Newsgroups: comp.sys.amiga.advocacy
Path: utzoo!utgpu!news-server.csri.toronto.edu!rpi!zaphod.mps.ohio-state.edu!menudo.uh.edu!sugar!peter
From: peter@sugar.hackercorp.com (Peter da Silva)
Subject: Re: MIPS (was Re: NeXT Press Release)
Message-ID: <1991Apr28.124704.13825@sugar.hackercorp.com>
Organization: Sugar Land Unix -- Houston, TX
References: <8107@jhunix.HCF.JHU.EDU> <72561@eerie.acsu.Buffalo.EDU> <1991Apr24.043828.7213@uokmax.ecn.uoknor.edu>
Distribution: comp
Date: Sun, 28 Apr 1991 12:47:04 GMT

Will you guys take the CISC versus RISC flamage elsewhere (like comp.arch.mips.
is.better.than.sparc.no.it.isnt)? Anyone who can look at systems and claim that
traditional CISC chips have any advantage in a normal workstation is fooling
themselves.

CISC still has an advantage at the low end, where the memory subsystem isn't
fast enough to keep those RISC monsters fed, but that's fading fast. Certainly
the A3000 is fast enough to feed a RISC chip, and a RISC co-processor card (not
those sluggish transputers... a real RISC like a MIPS or SPARC (or maybe an HP
snake :->)) would be killer. The older 2000 and 500 are better off with a
680x0. I would expect a RISC chip on one of them to actually slow things down.
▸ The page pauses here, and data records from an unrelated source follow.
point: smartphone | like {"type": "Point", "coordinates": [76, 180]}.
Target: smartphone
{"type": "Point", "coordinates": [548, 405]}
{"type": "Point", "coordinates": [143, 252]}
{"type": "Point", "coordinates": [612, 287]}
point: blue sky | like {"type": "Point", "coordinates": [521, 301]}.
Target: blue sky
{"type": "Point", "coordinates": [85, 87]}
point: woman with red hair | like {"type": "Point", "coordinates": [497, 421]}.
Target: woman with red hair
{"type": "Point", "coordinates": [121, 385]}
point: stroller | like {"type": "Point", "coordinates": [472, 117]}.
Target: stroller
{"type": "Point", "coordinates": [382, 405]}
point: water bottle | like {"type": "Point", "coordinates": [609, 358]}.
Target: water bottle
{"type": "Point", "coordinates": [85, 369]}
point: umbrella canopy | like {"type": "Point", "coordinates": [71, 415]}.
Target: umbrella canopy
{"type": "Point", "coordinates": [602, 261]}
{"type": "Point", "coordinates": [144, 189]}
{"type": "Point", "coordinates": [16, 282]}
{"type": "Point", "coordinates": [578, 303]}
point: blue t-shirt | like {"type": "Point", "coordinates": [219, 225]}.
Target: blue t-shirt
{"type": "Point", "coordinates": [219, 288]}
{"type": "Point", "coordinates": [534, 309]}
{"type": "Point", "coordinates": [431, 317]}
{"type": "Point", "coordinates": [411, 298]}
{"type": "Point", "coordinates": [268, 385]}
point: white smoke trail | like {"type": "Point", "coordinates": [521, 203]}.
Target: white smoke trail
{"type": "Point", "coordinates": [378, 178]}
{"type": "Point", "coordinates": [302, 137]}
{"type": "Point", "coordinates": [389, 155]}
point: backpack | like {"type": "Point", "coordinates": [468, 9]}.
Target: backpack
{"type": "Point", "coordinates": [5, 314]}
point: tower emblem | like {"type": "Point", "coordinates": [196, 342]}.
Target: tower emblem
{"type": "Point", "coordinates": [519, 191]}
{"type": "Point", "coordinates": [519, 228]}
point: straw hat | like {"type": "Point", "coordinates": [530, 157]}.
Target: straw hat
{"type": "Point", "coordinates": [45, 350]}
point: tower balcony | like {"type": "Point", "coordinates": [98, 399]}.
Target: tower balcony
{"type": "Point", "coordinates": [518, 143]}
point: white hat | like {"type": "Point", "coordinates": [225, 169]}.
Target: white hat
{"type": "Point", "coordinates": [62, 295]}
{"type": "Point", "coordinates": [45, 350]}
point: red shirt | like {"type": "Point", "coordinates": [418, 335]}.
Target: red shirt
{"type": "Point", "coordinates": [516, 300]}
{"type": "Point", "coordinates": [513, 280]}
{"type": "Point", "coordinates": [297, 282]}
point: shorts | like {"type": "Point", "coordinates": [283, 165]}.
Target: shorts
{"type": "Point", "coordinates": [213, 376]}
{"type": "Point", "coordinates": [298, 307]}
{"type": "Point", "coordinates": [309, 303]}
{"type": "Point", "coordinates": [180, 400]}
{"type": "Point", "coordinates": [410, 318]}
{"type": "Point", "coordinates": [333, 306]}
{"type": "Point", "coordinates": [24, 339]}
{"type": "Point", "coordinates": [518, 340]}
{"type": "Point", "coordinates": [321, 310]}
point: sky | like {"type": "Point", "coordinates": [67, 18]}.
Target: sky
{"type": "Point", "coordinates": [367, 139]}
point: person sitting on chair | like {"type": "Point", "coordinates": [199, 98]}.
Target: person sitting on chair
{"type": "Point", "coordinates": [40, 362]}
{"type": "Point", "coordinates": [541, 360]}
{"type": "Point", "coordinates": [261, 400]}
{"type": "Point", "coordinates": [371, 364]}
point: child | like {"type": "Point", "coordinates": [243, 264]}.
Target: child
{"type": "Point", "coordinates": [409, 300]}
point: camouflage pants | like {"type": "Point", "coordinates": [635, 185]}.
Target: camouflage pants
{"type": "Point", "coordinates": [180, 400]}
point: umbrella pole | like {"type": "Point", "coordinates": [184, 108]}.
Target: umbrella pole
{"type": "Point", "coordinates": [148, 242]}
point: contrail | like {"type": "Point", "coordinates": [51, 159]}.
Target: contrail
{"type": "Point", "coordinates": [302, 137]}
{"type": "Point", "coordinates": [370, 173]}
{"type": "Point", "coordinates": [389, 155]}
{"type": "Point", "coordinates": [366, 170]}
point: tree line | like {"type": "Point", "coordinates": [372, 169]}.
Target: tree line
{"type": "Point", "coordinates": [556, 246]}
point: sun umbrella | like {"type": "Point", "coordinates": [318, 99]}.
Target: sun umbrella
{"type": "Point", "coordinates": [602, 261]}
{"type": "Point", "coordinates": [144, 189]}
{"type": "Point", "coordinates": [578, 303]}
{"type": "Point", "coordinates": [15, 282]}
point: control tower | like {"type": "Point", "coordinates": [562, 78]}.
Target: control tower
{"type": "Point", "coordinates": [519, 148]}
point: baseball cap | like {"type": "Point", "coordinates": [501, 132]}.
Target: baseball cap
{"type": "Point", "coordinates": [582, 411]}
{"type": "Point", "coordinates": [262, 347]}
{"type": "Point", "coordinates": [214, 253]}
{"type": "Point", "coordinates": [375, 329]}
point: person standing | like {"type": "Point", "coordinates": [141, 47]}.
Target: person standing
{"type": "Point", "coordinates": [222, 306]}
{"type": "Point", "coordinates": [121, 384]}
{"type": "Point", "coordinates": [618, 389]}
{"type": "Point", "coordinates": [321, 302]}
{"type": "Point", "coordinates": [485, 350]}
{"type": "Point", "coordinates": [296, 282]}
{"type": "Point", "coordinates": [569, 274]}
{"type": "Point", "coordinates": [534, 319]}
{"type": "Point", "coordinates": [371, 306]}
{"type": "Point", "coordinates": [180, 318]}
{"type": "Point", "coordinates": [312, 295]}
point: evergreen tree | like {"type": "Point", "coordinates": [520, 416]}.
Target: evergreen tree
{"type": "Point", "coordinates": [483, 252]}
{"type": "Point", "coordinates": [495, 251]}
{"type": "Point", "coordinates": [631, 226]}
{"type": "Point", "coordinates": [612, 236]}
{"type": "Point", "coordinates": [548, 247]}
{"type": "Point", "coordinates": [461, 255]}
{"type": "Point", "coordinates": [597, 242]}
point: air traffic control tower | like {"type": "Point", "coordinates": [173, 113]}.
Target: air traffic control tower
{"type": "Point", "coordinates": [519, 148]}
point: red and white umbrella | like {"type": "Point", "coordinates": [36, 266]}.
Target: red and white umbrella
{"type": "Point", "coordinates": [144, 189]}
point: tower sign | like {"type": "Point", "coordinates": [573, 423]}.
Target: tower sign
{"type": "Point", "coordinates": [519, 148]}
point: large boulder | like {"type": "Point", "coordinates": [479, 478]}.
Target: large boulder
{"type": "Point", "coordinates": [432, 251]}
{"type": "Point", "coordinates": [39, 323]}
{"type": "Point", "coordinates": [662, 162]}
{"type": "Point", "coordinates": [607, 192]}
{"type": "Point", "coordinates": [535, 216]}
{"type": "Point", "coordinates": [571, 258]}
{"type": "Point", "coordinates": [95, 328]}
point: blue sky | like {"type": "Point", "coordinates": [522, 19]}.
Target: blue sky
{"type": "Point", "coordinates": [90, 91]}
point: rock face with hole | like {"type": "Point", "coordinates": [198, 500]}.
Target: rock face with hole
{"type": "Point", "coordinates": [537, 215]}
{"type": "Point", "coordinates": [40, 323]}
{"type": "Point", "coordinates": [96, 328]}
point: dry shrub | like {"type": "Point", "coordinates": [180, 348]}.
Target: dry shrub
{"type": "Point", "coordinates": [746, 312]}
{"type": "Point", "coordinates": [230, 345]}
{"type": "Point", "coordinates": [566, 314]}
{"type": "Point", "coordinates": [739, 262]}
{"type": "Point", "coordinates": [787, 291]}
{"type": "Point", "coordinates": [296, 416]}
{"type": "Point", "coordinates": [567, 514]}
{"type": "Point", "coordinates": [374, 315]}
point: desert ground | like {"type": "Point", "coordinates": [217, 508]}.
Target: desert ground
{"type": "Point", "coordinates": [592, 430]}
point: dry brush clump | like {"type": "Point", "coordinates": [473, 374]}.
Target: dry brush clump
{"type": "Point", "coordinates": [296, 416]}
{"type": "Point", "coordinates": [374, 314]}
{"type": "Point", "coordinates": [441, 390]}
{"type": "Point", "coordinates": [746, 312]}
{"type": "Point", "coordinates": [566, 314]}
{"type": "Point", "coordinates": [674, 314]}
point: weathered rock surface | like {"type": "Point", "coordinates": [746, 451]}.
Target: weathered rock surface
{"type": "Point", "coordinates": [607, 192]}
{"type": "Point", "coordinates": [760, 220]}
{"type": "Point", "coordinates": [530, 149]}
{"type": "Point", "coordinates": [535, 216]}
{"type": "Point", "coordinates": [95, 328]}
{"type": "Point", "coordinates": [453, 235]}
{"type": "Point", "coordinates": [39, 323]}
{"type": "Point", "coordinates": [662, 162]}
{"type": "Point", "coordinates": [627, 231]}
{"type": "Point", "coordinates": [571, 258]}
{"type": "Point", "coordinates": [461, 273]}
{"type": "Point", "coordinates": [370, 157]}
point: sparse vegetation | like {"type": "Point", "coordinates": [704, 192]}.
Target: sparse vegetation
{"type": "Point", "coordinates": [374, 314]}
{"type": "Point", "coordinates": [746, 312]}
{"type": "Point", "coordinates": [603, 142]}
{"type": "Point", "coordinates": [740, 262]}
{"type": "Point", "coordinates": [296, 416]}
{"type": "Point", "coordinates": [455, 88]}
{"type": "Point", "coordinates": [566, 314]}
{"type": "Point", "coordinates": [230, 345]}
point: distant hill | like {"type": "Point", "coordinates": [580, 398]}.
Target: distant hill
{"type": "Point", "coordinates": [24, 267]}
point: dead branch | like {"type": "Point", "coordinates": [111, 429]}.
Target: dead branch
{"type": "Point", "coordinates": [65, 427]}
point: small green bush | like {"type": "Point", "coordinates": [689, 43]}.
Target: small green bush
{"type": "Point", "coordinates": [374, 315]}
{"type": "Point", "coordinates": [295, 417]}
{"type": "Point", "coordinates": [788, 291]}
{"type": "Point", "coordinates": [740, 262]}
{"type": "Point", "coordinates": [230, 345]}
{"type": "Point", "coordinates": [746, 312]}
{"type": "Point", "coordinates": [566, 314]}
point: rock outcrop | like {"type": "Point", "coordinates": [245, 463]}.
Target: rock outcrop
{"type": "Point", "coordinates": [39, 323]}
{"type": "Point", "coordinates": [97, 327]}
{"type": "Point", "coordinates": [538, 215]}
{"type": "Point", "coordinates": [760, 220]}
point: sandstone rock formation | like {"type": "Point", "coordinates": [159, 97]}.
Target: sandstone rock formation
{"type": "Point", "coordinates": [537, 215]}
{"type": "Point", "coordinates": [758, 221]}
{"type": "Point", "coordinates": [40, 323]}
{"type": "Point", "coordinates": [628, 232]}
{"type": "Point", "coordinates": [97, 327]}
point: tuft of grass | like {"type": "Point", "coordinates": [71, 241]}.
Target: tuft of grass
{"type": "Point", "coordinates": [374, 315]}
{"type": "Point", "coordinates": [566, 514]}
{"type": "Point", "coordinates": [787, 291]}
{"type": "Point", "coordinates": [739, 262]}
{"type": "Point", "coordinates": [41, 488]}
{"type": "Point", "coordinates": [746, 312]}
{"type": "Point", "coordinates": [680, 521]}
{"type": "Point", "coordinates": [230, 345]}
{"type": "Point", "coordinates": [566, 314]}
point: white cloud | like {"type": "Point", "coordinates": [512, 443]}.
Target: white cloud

CISC also has an advantage in the embedded controller market, where memory
constraints limit you to assembly and Forth.

At the very high end, with separate data and instruction memory and many-way
interleaved data memory, the ability of CISCs to schedule multiple data
requests per instruction might give them a bit of an advantage too. There
they're competing with superscalar and VLIW, though.

But for a workstation, running UNIX, why go with a CISC in a new box?